Historiker will Geschichte Mesoamerikas umschreiben
Rolle der Stadt
Teotihuacán sei bisher unterschätzt worden - großes Imperium beeinflusste auch die Maya
Redaktion
,
Mexiko-Stadt - Die vorspanische Geschichte Mexikos und
Mittelamerikas muss nach Ansicht des mexikanischen Historikers
Enrique Florescano in Teilen umgeschrieben werden. In seiner
Neuinterpretation, die Florescano dieser Tage in Mexiko-Stadt
vorstellte, hebt der Forscher vor allem die Rolle der Stadt
Teotihuacán (rund 50 Kilometer nordöstlich von Mexiko-Stadt) hervor.
Deren regionaler Einfluss sei im ersten Jahrtausend nach Christus
noch viel größer gewesen als bisher angenommen.

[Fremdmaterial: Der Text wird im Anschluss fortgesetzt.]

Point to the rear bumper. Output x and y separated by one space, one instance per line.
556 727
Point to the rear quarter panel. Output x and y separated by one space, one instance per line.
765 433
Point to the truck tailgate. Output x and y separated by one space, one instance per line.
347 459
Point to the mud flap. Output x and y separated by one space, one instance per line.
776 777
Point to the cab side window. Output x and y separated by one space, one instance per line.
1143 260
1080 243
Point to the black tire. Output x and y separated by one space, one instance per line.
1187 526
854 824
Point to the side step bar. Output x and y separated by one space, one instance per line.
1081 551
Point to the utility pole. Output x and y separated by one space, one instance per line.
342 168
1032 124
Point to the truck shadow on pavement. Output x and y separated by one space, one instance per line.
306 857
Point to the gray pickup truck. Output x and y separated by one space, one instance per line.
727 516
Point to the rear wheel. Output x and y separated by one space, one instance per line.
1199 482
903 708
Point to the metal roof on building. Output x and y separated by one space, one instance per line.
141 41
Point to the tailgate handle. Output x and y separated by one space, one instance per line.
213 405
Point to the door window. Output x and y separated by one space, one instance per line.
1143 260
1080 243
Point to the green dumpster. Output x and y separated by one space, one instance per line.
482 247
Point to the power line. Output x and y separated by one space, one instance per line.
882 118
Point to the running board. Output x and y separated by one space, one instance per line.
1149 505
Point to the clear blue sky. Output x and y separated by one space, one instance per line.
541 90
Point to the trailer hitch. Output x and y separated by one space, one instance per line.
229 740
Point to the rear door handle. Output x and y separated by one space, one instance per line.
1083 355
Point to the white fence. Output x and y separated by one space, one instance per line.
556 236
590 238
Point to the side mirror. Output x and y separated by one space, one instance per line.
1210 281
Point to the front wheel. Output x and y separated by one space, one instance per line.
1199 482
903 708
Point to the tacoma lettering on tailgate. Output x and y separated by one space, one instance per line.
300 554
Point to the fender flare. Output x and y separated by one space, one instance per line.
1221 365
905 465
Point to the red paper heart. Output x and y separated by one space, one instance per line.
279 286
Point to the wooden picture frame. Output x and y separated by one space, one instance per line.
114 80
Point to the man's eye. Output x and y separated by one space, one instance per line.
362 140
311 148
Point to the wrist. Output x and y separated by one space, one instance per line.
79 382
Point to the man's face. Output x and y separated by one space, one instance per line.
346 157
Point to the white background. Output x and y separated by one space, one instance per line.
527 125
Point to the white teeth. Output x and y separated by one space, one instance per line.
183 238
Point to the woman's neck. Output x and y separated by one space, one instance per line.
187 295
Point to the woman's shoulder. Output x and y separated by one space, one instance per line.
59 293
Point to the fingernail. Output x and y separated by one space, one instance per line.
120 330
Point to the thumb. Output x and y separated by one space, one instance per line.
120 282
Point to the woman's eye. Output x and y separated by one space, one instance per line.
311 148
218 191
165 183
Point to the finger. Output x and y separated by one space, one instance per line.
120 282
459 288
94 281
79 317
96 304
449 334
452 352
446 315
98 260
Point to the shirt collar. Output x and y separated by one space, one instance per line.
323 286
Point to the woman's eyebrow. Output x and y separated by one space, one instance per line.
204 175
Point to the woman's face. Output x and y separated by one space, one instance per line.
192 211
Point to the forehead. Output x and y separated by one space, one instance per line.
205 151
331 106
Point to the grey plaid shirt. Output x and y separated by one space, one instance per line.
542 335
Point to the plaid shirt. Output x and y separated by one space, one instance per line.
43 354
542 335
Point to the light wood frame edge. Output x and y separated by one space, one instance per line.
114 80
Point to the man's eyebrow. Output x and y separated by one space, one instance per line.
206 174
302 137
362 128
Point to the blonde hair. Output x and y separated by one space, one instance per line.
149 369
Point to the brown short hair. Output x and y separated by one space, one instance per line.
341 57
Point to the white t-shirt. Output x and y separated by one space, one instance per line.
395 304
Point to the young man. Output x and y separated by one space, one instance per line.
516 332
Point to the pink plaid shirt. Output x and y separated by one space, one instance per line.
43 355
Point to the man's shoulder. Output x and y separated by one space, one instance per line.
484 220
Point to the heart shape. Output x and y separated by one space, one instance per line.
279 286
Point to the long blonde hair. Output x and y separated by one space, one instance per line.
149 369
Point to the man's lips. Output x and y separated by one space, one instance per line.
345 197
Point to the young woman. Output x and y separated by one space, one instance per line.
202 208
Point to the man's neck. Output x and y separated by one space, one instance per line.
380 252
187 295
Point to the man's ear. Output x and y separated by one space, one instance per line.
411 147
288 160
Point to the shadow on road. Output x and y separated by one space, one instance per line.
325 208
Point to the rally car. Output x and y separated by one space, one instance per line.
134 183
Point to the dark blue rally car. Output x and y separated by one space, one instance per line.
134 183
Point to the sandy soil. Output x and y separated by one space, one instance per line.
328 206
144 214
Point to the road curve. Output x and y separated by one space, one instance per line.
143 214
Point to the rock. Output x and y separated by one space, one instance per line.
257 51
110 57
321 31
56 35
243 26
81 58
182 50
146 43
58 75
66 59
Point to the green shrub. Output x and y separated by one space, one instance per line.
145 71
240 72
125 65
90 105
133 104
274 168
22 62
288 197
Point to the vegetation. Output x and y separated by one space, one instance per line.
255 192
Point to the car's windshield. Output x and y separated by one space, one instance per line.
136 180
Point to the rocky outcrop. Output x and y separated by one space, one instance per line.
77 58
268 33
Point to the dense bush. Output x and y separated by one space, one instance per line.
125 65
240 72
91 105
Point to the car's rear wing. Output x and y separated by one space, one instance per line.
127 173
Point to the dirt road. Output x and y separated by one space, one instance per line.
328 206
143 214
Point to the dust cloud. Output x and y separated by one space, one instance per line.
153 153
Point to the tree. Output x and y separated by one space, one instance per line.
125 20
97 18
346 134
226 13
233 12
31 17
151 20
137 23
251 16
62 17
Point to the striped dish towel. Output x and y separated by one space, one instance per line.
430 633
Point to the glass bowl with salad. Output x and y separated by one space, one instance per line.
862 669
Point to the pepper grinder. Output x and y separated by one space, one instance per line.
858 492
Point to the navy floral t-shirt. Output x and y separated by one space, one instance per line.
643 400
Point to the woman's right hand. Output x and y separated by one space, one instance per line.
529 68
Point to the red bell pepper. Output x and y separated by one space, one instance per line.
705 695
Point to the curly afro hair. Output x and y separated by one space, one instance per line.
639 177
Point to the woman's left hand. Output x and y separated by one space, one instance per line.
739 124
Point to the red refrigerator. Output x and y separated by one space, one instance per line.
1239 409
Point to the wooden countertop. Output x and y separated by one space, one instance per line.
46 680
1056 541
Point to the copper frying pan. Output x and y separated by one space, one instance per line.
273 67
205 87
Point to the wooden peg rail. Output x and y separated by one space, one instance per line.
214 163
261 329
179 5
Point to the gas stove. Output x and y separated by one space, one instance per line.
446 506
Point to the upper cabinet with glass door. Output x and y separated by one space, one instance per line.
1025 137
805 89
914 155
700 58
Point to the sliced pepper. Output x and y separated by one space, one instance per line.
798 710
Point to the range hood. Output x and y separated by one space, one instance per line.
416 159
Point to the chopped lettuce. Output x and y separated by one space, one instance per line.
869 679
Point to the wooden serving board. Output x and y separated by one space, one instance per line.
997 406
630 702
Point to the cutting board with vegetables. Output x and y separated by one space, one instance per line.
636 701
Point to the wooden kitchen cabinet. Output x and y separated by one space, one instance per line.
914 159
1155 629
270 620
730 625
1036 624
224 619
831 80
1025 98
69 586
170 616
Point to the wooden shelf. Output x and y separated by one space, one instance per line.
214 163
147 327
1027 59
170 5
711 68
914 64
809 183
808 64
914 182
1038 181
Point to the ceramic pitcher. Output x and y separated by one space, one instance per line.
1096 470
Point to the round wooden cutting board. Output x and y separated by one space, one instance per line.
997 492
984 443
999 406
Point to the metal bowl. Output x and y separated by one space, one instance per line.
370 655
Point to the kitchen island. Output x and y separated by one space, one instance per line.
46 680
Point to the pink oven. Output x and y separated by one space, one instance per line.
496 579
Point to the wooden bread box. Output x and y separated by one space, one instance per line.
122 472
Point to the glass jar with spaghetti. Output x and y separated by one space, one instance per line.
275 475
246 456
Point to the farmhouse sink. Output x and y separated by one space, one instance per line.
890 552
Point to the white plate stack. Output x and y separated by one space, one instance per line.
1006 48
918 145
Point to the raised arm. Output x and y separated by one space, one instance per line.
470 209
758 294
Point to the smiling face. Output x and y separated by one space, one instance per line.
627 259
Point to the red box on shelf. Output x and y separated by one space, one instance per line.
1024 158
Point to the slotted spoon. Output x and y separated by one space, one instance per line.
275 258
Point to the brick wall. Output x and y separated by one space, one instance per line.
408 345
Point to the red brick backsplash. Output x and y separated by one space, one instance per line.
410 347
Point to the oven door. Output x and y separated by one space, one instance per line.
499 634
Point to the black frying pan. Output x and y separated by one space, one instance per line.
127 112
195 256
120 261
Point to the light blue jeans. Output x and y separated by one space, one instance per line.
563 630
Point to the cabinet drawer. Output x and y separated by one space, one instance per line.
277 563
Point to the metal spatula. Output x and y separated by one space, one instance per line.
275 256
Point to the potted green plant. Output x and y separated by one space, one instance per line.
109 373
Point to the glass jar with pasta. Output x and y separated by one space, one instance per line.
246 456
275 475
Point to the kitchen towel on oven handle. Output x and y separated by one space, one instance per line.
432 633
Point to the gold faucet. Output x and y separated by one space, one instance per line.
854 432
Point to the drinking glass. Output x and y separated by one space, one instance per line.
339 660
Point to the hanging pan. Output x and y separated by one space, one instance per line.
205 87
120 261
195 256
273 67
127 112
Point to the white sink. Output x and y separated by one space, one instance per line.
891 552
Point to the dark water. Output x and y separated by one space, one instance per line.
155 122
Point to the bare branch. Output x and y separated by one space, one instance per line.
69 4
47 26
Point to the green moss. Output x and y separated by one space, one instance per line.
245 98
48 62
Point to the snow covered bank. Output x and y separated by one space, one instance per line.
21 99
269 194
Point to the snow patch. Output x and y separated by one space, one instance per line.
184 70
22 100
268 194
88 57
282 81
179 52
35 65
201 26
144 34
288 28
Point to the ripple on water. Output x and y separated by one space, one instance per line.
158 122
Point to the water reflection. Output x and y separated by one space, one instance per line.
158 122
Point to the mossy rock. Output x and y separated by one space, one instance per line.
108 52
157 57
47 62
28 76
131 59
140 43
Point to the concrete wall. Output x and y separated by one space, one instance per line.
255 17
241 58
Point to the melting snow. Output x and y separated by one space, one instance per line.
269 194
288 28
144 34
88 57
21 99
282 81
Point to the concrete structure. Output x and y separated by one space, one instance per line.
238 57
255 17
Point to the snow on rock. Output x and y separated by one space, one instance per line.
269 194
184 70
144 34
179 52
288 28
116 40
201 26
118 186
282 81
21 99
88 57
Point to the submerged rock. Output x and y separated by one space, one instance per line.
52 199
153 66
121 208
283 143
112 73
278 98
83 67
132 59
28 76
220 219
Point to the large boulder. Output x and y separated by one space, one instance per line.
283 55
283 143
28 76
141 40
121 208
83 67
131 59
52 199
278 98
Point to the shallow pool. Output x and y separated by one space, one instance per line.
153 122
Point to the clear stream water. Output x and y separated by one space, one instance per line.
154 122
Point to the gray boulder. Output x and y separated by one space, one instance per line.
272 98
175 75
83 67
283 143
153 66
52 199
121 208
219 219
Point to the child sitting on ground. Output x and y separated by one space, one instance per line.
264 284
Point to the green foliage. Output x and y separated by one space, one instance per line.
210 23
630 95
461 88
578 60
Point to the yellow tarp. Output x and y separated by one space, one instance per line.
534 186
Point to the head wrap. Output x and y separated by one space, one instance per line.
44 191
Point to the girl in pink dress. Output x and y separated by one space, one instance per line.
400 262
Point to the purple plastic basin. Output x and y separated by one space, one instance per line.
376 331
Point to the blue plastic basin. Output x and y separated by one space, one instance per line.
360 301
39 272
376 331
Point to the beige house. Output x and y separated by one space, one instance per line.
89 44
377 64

Nach Ansicht Florescanos war die Stadt Teotihuacán, deren Ruinen
mit der berühmten Sonnen- und Mondpyramide heute eine
Touristenattraktion ersten Ranges sind, in ihrer Blütezeit zwischen
200 und 700 nach Christus nicht nur ein bedeutendes religiöses und
Handelszentrum, sondern auch eine mächtige Militärmacht. Teotihuacán
habe in Mesoamerika - wie Altamerikanisten den Kulturraum zwischen
Mittelmexiko und Nicaragua nennen - das erste große Imperium
geschaffen und sich auch einige Fürstentümer der Maya in Südmexiko
und Guatemala untertan gemacht. So sei die Stadt Tikal im Norden
Guatemalas im Jahr 378 nach Christus von einem General aus
Teotihuacán erobert worden.
Die mythische Stadt "Tollan"
Florescano schiebt die bisher in der Forschung gehegten Zweifel
über die Sprache der Teotihuacanos beiseite und ist sich sicher, dass
bereits diese Náhuatl sprachen. Das Náhuatl, die Sprache der Azteken
zum Zeitpunkt der spanischen Eroberung, habe sich also schon seit der
Blütezeit Teotihuacáns in Mesoamerika als Sprache der Macht und als
Verkehrssprache ausgebreitet und die Schaffung eines einheitlichen
Kulturraumes begünstigt. "Die Nahua-Kultur ist die älteste,
dauerhafteste und einflussreichste Mesoamerikas", schreibt
Florescano. Er sei sich im Klaren darüber, dass diese These vor allem
unter den Maya-Forschern Widerspruch auslösen werde, sagte er.
Nach Ansicht Florescanos handelt es sich bei der in alten
Chroniken immer wieder erwähnten mythischen Stadt "Tollan" in
Wirklichkeit um Teotihuacán und nicht, wie bisher von der Mehrheit
der Wissenschaftler angenommen, um Tula de Hidalgo (rund 80 Kilometer
nordwestlich von Mexiko-Stadt). Auch die lange Zeit vertretene These,
dass die Tolteken aus Tula im 10. Jahrhundert die Mayastadt Chichén
Itzá im Norden der Halbinsel Yucatan erobert hätten, sei nicht
haltbar. Teotihuacán schon viel früher entscheidenden Einfluss auf
die Entwicklung Chichén Itzás ausgeübt.